Do your backups run at the right time?
Many articles on database backups reference running database backups and maintenance processes overnight. In lots of situations this is a great idea, especially if you’re dealing with a transactional system that has users connecting to the database during the day and minimal activity outside of business hours. But for systems with different schedules, night time is not always the right time.
While meeting with a client, they mentioned to me that their database backups take around 7-8 hours to complete. Knowing that their hardware is very similar to mine and that I can back up a database that’s 40 times larger than theirs in a fraction of the time, I suggested they let me investigate the issue.
The first thing I noticed when I took a look at their existing backups was that the backup files were more than twice the size of the entire database. A full backup contains a copy of each page of the database as well as the active portion of the transaction log. (For more details on exactly how much of the log is included, see Paul Randal’s blog post on the subject.) It’s not uncommon for a full backup to be slightly larger than the size of the database due to the portion of the log, however what I saw got me thinking that there was an awful lot of active transaction log present in the backup.
I started looking around to see what time the backup was running and what else it was competing with. It turned out that backups were running overnight, and while end users weren’t connected to the database during that time, a rather large bulk insert process was. The backups and bulk inserts in this case were both significantly hindering each other in what I'll lovingly call a "paradox of suckitude":
- The backup had to include all of the transaction log being generated by the ongoing load process, which made the backup file very large, and also made the backup process take longer since it had to copy all that extra data.
- The bulk insert process was affected not only by all the extra IO generated by the backup, but also by the fact that minimal logging is disabled while a backup is taking place.

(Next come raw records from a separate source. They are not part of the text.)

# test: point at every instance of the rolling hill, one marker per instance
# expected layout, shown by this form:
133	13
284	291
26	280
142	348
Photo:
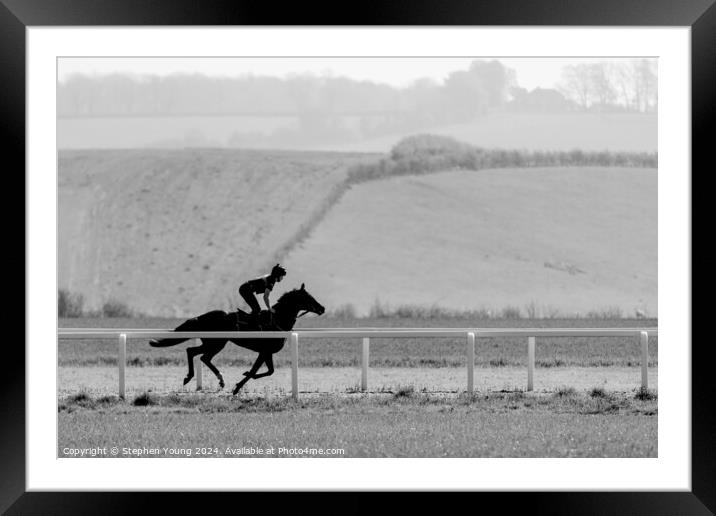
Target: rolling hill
566	240
173	232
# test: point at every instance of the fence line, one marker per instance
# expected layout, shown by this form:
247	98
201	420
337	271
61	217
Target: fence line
642	334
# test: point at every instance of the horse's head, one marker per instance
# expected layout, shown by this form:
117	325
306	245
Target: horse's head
305	301
299	300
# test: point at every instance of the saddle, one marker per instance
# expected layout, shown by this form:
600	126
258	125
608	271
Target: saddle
250	322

There were plenty of other steps that could be taken to increase the speed of their backups, such as striping the backup across multiple files and volumes, utilizing backup compression, and adding additional database files, but before playing with any of that I decided to tackle the timing issue first. I changed the backup schedule so that backups would run during the middle of the workday. Sure the backups would be competing with user activity, but testing showed their impact on database performance to be minimal. Simply changing the schedule caused the backup to finish 4x faster, and the bulk insert process sped up by a factor of 10.
It should come as no surprise that scheduling is very important, and even if a schedule makes sense when it's initially created, things can change over time. Job schedules are definitely something that should be periodically reviewed to make sure that simple conflicts aren't robbing you of performance.